With the barrier between Kara’s space and his broken, Lee lived surrounded by the fading memories of her. Each day brought her closer. He went through the pack of her clothes, folding and unfolding them to release the secret scent of her. There was a hairbrush in the pack, half-full of broken bristles. Lee picked out the strands of hair, braiding them into a small ring, and setting it in the fold of a book.

The summer nights became unbearable, the heat sullen and unshakeable. Overheated and sweating, Lee found her clothes again, pulling them against his chest, breathing her in. Throbbing with remembered desire, he stripped himself bare, locating a flimsy pair of Kara’s panties from the bottom of the pack, pulling them across his chest and groin, flashes of her appearing in his mind like lightning.

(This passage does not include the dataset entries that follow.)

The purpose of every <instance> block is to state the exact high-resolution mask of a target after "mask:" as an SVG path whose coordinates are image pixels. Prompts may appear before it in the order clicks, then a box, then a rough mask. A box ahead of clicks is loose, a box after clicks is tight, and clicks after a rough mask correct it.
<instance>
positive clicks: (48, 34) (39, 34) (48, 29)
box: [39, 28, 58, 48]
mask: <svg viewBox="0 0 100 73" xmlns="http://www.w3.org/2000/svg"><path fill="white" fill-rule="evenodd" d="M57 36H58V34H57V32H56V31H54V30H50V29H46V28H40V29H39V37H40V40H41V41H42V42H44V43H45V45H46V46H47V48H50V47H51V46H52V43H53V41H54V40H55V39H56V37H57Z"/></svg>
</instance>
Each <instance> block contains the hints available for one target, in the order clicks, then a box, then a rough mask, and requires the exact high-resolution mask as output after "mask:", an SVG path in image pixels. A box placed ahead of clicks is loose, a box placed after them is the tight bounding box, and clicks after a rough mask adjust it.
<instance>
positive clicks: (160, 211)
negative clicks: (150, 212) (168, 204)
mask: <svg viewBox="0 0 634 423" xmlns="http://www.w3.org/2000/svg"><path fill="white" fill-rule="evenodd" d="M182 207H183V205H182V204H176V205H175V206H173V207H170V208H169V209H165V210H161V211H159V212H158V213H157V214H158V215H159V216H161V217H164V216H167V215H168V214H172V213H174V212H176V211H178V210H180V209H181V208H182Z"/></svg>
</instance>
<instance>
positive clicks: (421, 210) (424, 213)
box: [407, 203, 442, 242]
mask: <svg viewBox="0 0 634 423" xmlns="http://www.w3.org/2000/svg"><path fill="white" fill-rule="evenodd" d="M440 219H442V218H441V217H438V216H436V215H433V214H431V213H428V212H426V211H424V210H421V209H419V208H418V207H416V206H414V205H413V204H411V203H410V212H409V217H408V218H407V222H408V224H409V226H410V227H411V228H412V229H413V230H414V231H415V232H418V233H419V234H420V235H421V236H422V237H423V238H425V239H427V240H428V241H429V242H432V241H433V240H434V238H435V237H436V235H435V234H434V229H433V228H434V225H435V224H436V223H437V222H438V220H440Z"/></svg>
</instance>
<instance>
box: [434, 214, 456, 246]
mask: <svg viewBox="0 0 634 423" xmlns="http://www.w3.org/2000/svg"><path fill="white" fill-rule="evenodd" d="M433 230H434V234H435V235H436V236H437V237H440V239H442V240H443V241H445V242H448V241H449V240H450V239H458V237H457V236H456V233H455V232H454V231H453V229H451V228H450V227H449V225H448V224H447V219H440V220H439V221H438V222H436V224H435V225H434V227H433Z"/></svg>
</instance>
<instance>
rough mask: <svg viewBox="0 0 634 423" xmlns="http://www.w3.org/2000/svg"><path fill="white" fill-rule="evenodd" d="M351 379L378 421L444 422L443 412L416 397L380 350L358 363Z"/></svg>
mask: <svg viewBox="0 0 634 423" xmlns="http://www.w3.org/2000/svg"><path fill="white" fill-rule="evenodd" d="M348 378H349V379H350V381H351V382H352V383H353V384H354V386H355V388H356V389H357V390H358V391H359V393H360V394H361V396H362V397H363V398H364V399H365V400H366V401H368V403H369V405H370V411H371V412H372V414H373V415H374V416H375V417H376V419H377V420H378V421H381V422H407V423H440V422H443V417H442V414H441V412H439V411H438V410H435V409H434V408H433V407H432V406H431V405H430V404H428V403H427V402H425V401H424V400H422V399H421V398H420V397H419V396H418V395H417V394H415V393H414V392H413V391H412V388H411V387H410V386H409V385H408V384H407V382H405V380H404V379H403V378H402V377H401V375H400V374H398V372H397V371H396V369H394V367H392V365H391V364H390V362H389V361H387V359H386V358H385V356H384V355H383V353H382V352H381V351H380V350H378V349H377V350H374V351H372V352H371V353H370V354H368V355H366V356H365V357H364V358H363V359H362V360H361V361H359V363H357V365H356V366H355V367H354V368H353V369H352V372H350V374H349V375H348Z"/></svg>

Playing pyramid with Lee behind Carolanne’s house; Lee laying atop her. Kara standing, white-faced at the cemetery, Zak’s casket a gulf neither could cross. Kara behind the bars of Galactica’s the brig; Lee’s heart pounding its way through his chest to see her again. Kara leaning over top of him, the raised points of her nipples brushing his bare chest. Lee staring up at the stars and the cosmos and her… always her! Her mouth open in an ‘o’ of desire, Lee’s face buried between her legs. Kara shouting her love for everyone to hear; Lee kissing her in return. Kara and Sam, walking toward him, hand in hand. Kara fighting him in the ring. Kara exploding in a shower of sparks. Kara dead and gone. Kara in her viper back again. Kara in the field. Kara gone once more.

“Kara… Kara… Kara…”

With a sob, Lee’s hand wrapped round the base of his cock, pumping hard to burn the images away under a haze of lust. He could feel her panting next to him, could hear the mewling sound she sometimes made in the back of her throat. (Maybe, his mind whispered, he really had gone crazy).

“Kara… Kara… Kara…”

He could smell her in the tent, and not just the warm scent of woman that lingered on the panties he pressed to his face, or the sweat of her clothes on her cot, but something tangible and real. He could smell her flesh. The scent that he knew, and loved: Kara’s body wet and ready for him.

“Kara… Kara… Kara…”

Lee’s hips bucked in place, his fingers, impossibly tight, replaced by a remembered moments with her, reliving all the times they’d come together - in the bunkroom, in the showers, in the back of the raptor - each flash more real than the next. He gasped, clenching his lids, leaving them spotted with stars. Somewhere in the darkness he could hear Kara gasping.

“Lee… please, oh gods, please!”

He groaned in release, spilling over his knuckles and onto his stomach.

“Kara!”

Outside the wind and the night time sounds of cicadas rose to replace his cries. Exhausted, he lay panting in the darkness, a slow trickle of sweat drawing a line from his forehead down the side of his face. His ears were rushing with the sound of blood, the scent of her heavy around him. With a weary groan, he let go of the crumpled panties, his hand falling limply to the covers and bumping into the warm flesh of someone lying at his side.